Ostereier färben ist super, Ostereier kriegen auch, und erst Ostereier essen … ich krieg kaum genug, besonders wenn sie nicht zu hart gekocht sind. In den letzten Jahren scheint sich das auch allgemein durchgesetzt zu haben, das Gründotter-Ei ist mir heuer seltenst untergekommen (eigentlich nur 1x, und da wars selberverursacht, beh).

Aber weil nicht jeder Mensch gern 5 Eier pro tag einfach so essen will, gibt’s die geniale Erfindung des Eiersalates.

    Grundrezept

(für so 2 Personen):
3 Ostereier schälen und mit der Gabel etwas zerdrücken. 1/4 weißen Zwiebel & 1 großes Essiggurkerl in ganz kleine Würfel schneiden, dazugeben. Mit 1 EL Senf, 1 EL O-Öl, 2 – 3 EL Joghurt, Salz & Pfeffer verrühren und weiter zerkleinern, bis es halbwegs homogen aussieht.
Das kann man fast unendlich variieren: Mit Sardellen, Pefferoni, Tabasco, Oliven, Rosinen, Dill, … …

Eine schöne Eiverwertungssache ist aber auch der

    Fenchel-Apfel-Eisalat

(Bild):

1 – 2 Ostereier schälen.
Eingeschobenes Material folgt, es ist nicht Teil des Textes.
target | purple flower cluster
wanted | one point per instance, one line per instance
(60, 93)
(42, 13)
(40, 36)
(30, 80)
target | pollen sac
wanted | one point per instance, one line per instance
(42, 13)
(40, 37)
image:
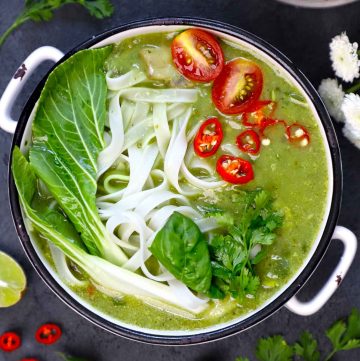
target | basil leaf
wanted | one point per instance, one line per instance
(182, 249)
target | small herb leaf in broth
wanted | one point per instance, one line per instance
(182, 249)
(67, 139)
(231, 252)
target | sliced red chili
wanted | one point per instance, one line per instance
(208, 139)
(10, 341)
(248, 141)
(234, 170)
(48, 334)
(296, 133)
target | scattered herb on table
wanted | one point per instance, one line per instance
(42, 10)
(67, 357)
(342, 335)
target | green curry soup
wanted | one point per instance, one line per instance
(295, 176)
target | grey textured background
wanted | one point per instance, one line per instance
(303, 35)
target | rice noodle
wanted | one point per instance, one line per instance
(129, 79)
(160, 95)
(175, 154)
(161, 127)
(109, 155)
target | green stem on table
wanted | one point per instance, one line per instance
(354, 88)
(330, 355)
(18, 22)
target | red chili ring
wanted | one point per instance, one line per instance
(10, 341)
(48, 334)
(234, 170)
(208, 138)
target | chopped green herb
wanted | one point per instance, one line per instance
(342, 335)
(42, 10)
(232, 253)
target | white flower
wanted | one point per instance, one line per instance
(332, 94)
(351, 110)
(343, 55)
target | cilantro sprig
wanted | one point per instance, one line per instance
(343, 335)
(42, 10)
(231, 251)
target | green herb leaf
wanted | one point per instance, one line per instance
(307, 347)
(274, 349)
(43, 10)
(345, 336)
(182, 249)
(255, 224)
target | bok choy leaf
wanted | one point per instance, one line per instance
(54, 226)
(67, 139)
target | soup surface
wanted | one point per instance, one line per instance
(289, 164)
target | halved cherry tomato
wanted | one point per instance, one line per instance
(296, 133)
(248, 141)
(238, 87)
(197, 55)
(48, 334)
(208, 139)
(9, 341)
(234, 170)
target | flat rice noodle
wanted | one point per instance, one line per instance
(137, 133)
(185, 296)
(130, 202)
(133, 77)
(160, 95)
(176, 152)
(156, 199)
(141, 162)
(127, 109)
(161, 127)
(109, 155)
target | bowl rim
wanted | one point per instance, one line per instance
(292, 288)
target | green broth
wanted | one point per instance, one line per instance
(297, 177)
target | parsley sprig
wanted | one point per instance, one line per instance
(343, 335)
(42, 10)
(232, 255)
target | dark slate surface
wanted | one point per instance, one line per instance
(303, 35)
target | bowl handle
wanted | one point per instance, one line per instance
(349, 241)
(18, 81)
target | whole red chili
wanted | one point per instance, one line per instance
(234, 170)
(248, 141)
(9, 341)
(296, 133)
(48, 334)
(208, 139)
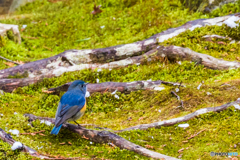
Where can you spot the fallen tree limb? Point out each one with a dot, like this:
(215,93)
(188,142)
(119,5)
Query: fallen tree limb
(126,87)
(176,53)
(173,53)
(8,138)
(184,118)
(106,137)
(75,60)
(103,55)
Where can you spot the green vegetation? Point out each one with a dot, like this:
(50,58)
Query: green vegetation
(68,24)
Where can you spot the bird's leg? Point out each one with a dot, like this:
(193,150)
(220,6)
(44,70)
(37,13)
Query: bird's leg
(78,124)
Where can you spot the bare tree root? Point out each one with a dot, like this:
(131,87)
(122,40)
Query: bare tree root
(175,53)
(126,87)
(8,138)
(9,60)
(106,137)
(116,56)
(184,118)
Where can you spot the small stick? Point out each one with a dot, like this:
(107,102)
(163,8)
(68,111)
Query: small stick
(10,60)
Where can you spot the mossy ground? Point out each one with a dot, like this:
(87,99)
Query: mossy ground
(67,25)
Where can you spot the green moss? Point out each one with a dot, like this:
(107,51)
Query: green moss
(18,75)
(218,48)
(53,26)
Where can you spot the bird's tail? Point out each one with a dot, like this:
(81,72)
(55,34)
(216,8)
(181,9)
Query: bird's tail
(55,130)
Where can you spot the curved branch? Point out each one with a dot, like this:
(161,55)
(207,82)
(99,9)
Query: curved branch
(179,53)
(173,53)
(184,118)
(126,87)
(106,137)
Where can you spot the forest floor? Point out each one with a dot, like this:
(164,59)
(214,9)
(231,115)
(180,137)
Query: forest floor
(48,29)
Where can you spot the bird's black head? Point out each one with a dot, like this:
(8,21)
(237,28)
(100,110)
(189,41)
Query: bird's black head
(78,85)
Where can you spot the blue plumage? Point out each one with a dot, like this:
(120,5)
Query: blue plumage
(55,130)
(72,105)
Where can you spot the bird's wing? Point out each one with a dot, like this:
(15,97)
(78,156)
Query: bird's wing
(69,105)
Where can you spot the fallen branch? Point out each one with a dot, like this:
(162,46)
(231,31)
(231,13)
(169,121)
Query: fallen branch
(8,138)
(184,118)
(173,53)
(126,87)
(33,133)
(106,137)
(10,60)
(73,60)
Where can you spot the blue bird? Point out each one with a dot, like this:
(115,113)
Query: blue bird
(72,105)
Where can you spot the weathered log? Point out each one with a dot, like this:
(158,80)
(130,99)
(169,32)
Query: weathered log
(72,60)
(174,121)
(173,53)
(79,58)
(106,137)
(179,53)
(119,86)
(8,138)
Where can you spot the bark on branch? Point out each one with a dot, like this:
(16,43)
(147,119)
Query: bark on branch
(8,138)
(116,56)
(119,86)
(106,137)
(184,118)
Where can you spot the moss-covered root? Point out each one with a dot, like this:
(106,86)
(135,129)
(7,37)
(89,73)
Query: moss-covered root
(106,137)
(184,118)
(17,145)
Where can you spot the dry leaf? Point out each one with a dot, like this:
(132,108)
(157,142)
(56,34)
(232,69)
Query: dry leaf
(96,9)
(9,64)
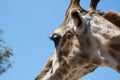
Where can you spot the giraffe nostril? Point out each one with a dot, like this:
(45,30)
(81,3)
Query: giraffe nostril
(56,38)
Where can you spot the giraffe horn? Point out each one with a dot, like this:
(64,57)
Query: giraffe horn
(93,5)
(75,4)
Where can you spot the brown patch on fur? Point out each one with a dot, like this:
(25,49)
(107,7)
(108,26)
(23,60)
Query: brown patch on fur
(45,69)
(115,47)
(107,36)
(118,68)
(112,53)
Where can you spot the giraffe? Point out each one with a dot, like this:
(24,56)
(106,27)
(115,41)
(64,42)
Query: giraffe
(62,43)
(102,35)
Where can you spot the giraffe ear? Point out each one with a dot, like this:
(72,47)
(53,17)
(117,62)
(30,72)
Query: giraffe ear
(77,19)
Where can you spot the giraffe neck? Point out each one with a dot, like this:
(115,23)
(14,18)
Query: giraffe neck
(106,38)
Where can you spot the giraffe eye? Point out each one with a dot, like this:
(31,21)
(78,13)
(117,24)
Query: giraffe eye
(55,38)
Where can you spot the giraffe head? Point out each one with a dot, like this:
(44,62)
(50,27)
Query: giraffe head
(68,61)
(69,19)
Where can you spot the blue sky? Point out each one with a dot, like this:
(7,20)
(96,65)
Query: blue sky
(27,25)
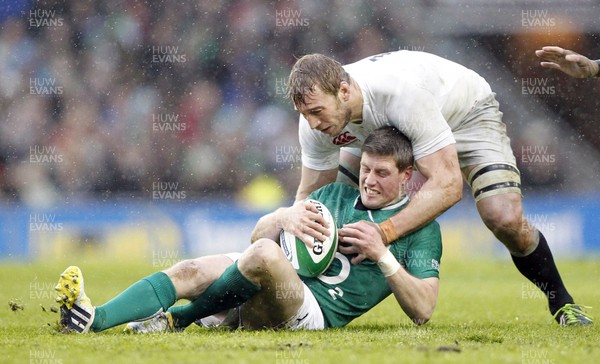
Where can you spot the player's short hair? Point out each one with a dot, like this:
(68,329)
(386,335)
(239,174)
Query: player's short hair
(388,141)
(315,70)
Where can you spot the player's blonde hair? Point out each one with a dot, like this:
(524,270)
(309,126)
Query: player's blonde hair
(315,70)
(388,141)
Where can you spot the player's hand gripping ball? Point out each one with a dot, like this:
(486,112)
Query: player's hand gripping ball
(311,262)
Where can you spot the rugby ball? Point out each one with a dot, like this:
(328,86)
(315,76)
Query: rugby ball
(311,262)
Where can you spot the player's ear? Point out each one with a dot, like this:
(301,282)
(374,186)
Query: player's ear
(344,90)
(407,174)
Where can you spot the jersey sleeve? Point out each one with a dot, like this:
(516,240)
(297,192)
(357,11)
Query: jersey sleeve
(424,252)
(317,152)
(415,112)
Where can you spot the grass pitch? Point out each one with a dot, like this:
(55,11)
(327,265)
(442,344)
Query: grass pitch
(486,313)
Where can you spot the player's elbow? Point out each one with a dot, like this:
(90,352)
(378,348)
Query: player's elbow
(453,188)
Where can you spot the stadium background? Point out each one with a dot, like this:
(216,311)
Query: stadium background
(157,131)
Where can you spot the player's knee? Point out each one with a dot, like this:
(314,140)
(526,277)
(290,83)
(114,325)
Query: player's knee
(502,219)
(260,257)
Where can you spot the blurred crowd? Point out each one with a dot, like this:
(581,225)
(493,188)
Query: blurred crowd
(109,98)
(168,99)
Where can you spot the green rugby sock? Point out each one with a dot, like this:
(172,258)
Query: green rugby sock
(143,299)
(229,291)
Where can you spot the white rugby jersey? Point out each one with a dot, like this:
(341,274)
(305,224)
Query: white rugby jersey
(423,95)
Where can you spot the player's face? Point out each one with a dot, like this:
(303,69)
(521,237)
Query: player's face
(324,112)
(380,181)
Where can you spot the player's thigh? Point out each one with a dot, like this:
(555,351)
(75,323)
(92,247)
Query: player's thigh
(481,136)
(191,277)
(281,294)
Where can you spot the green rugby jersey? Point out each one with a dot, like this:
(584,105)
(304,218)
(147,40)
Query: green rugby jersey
(347,291)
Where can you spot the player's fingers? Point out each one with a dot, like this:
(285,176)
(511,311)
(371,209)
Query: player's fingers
(358,259)
(308,240)
(317,230)
(347,249)
(348,232)
(575,58)
(554,49)
(550,65)
(313,214)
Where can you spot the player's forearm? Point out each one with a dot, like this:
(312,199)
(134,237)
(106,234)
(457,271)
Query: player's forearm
(416,297)
(430,202)
(312,180)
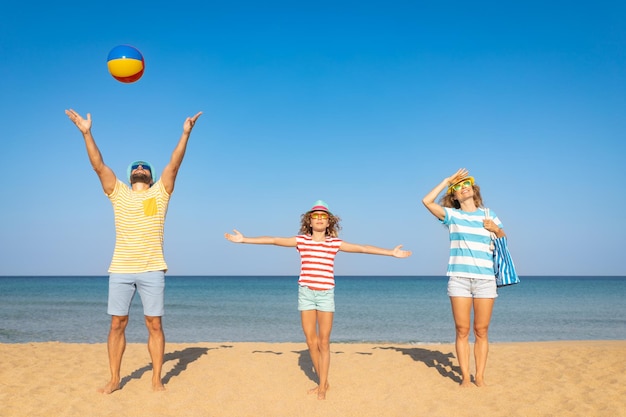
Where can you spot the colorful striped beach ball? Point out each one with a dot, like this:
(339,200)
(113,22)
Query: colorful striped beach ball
(126,63)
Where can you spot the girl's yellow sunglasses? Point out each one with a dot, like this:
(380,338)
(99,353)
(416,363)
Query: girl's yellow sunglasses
(467,182)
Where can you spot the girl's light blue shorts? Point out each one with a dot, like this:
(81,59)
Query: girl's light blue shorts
(472,287)
(321,300)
Die Dotter mit 2 EL O-Öl, 1 EL Senf, dem Saft einer Limette, 3 EL Joghurt, Salz & Pfeffer glatt rühren, abschmecken.
1 kleine Fenchelknolle, 1/2 Apfel und die Eiweiße in ca 0.7mm-Würfel schneiden, das Fenchelgrün fein hacken, alles mischen, ziehen lassen.

Schmeckt super solo oder als Beilage zu Fisch & Meeresfrucht.